Minggu, 12 Januari 2014

Pernah Berkacamata

Sebuah Kedai Makan, Kota Malang, 2014
Aku pernah berkacamata, dulu saat masih rajin aku berduduk rapi dengan pemuda-pemuda nganggur di atas trotoar jembatan. Iya, aku pernah melakukannya. Gila, kan? Aku pernah berkacamata sejak masuk dunia kuliah. Sebuah dunia yang banyak siswanya yang sudah maha sering mengeluh bahwa tugas itu kejam, skripsi itu pembunuh, atau bahkan dosen itu tukang pemberi harapan.
Kuputuskan berkacamata hanya untuk kesehatanku. Kata dokter, mataku berpenyakit langka yang aku sendiri lupa namanya lima menit setelah beliau memberitahuku namanya. Aku suka berkacamata. Imejku pun sekejap menjadi laki-laki yang identik dengan kacamata dan seakan sudah menjadi karakter.
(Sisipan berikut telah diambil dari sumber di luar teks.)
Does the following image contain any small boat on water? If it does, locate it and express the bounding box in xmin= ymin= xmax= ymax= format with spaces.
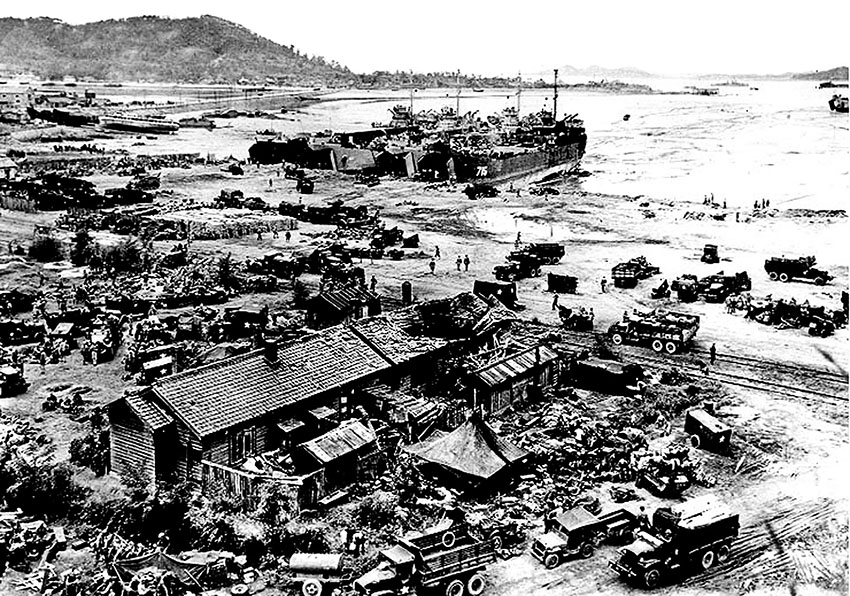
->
xmin=829 ymin=95 xmax=850 ymax=114
xmin=100 ymin=114 xmax=180 ymax=134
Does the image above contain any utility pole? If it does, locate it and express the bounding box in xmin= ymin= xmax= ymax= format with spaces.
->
xmin=552 ymin=68 xmax=558 ymax=120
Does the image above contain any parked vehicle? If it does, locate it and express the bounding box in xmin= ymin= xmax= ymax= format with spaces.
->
xmin=0 ymin=366 xmax=30 ymax=397
xmin=700 ymin=244 xmax=720 ymax=264
xmin=698 ymin=271 xmax=753 ymax=302
xmin=493 ymin=253 xmax=542 ymax=281
xmin=608 ymin=309 xmax=700 ymax=354
xmin=531 ymin=507 xmax=638 ymax=569
xmin=547 ymin=273 xmax=578 ymax=294
xmin=764 ymin=257 xmax=834 ymax=286
xmin=609 ymin=495 xmax=740 ymax=589
xmin=289 ymin=553 xmax=351 ymax=596
xmin=509 ymin=242 xmax=564 ymax=265
xmin=685 ymin=408 xmax=732 ymax=453
xmin=354 ymin=518 xmax=496 ymax=596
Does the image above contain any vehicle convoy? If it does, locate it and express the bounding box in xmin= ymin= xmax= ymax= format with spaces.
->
xmin=531 ymin=507 xmax=638 ymax=569
xmin=354 ymin=516 xmax=496 ymax=596
xmin=764 ymin=257 xmax=834 ymax=286
xmin=609 ymin=495 xmax=740 ymax=589
xmin=608 ymin=309 xmax=700 ymax=354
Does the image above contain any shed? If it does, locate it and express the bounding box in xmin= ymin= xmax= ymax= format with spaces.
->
xmin=293 ymin=420 xmax=378 ymax=492
xmin=469 ymin=345 xmax=561 ymax=413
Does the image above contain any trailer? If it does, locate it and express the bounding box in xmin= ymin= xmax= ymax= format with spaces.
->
xmin=531 ymin=507 xmax=638 ymax=569
xmin=609 ymin=495 xmax=740 ymax=589
xmin=289 ymin=553 xmax=352 ymax=596
xmin=764 ymin=256 xmax=834 ymax=286
xmin=354 ymin=531 xmax=496 ymax=596
xmin=608 ymin=309 xmax=700 ymax=354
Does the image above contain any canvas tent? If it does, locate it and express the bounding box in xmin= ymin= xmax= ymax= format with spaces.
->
xmin=405 ymin=414 xmax=528 ymax=487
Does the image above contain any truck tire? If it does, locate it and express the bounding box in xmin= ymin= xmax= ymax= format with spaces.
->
xmin=699 ymin=550 xmax=716 ymax=571
xmin=643 ymin=567 xmax=661 ymax=590
xmin=301 ymin=579 xmax=322 ymax=596
xmin=466 ymin=573 xmax=487 ymax=596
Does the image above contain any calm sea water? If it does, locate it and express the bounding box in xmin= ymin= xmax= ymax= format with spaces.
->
xmin=106 ymin=79 xmax=850 ymax=209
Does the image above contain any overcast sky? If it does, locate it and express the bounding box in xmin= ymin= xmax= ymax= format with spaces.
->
xmin=6 ymin=0 xmax=850 ymax=75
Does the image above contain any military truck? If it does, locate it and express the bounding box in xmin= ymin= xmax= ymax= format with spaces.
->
xmin=608 ymin=309 xmax=700 ymax=354
xmin=531 ymin=507 xmax=638 ymax=569
xmin=509 ymin=242 xmax=564 ymax=265
xmin=698 ymin=271 xmax=753 ymax=302
xmin=609 ymin=495 xmax=740 ymax=589
xmin=493 ymin=251 xmax=542 ymax=281
xmin=764 ymin=256 xmax=834 ymax=286
xmin=685 ymin=408 xmax=732 ymax=453
xmin=354 ymin=519 xmax=496 ymax=596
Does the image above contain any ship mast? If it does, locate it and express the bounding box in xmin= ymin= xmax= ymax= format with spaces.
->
xmin=552 ymin=68 xmax=558 ymax=121
xmin=455 ymin=70 xmax=460 ymax=118
xmin=516 ymin=72 xmax=522 ymax=117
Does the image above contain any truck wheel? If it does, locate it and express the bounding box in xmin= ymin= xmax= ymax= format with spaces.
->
xmin=699 ymin=550 xmax=714 ymax=571
xmin=301 ymin=579 xmax=322 ymax=596
xmin=466 ymin=573 xmax=487 ymax=596
xmin=446 ymin=579 xmax=464 ymax=596
xmin=643 ymin=568 xmax=661 ymax=590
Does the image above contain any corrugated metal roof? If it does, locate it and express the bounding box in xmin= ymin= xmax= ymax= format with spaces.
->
xmin=474 ymin=346 xmax=559 ymax=387
xmin=299 ymin=420 xmax=375 ymax=465
xmin=153 ymin=327 xmax=390 ymax=437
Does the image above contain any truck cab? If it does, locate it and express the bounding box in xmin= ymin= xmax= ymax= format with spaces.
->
xmin=531 ymin=507 xmax=638 ymax=569
xmin=609 ymin=495 xmax=740 ymax=589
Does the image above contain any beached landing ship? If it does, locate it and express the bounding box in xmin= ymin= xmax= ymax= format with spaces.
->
xmin=829 ymin=95 xmax=850 ymax=114
xmin=100 ymin=115 xmax=180 ymax=134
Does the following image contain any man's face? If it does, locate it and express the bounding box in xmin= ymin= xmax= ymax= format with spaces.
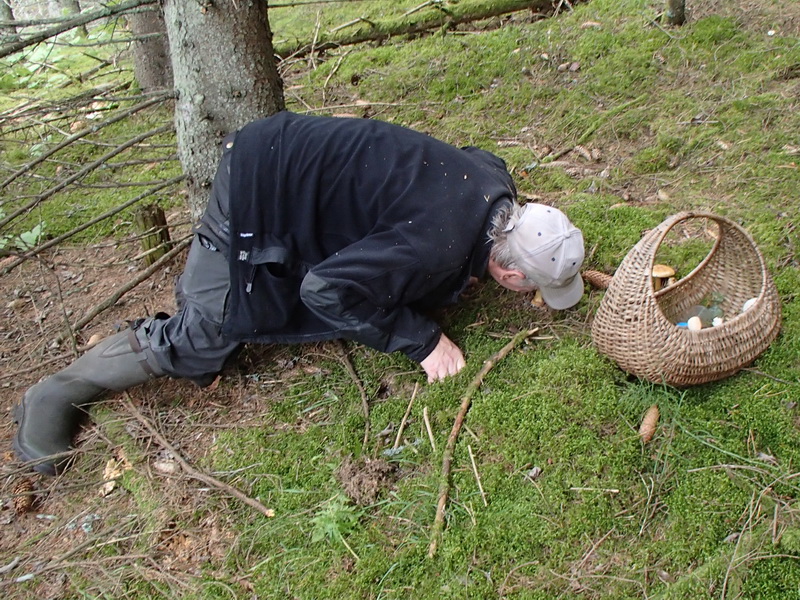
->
xmin=487 ymin=258 xmax=536 ymax=292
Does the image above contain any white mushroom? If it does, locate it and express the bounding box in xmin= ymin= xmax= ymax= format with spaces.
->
xmin=653 ymin=265 xmax=675 ymax=291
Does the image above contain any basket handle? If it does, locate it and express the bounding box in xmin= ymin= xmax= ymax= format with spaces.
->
xmin=642 ymin=211 xmax=766 ymax=295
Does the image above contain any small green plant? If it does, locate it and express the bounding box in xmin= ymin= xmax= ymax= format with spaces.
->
xmin=0 ymin=208 xmax=47 ymax=250
xmin=311 ymin=494 xmax=361 ymax=560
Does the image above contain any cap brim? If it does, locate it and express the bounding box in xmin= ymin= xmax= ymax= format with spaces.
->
xmin=539 ymin=273 xmax=583 ymax=310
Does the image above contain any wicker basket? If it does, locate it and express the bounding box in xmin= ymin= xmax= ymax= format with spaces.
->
xmin=592 ymin=212 xmax=781 ymax=387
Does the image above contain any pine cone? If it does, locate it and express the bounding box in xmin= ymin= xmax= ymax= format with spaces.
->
xmin=581 ymin=269 xmax=614 ymax=290
xmin=14 ymin=478 xmax=34 ymax=515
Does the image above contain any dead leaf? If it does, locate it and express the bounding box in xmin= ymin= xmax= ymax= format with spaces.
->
xmin=86 ymin=333 xmax=103 ymax=346
xmin=639 ymin=404 xmax=659 ymax=444
xmin=99 ymin=456 xmax=131 ymax=498
xmin=153 ymin=460 xmax=180 ymax=475
xmin=14 ymin=477 xmax=34 ymax=515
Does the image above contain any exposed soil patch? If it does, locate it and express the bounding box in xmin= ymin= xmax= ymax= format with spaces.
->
xmin=336 ymin=457 xmax=399 ymax=506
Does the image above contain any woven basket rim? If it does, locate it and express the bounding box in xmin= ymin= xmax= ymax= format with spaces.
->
xmin=646 ymin=210 xmax=768 ymax=302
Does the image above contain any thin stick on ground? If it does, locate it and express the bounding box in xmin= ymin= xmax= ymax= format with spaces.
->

Saat itu aku pernah berkacamata sebelum akhirnya kuputuskan menjatuhkannya ke bawah jembatan tempat dulu aku sering menghabiskan waktu untuk duduk. Tak beralasan memang, hanya ingin membuangnya. Seingatku, itu kacamata ketigaku setelah yang kedua patah berkeping-keping dan yang pertama butut sebutut-bututnya. Kacamata ternyata sudah membunuh imej awalku. Aku terlanjur dikenal dengan kacamataku. Aku mulai risih. Saat itu, aku pernah berkacamata. Saat aku masih segar menulis rasa-rasa hati dan mengumbarnya di media sosial. Ah, menjijikkan memang. Namun itu dulu, saat aku pernah berkacamata.
Saat ini, aku sudah punya kacamata keempatku, di atas meja merah dengan sergapan fragmen cahaya senja sehabis hujan ini. Aku pernah memakainya sesekali sebelum aku benar-benar berhenti. Aku sedang melihatnya di depanku sembari mengingat saat aku pernah berkacamata, dan dengan seseorang spesial di sampingku.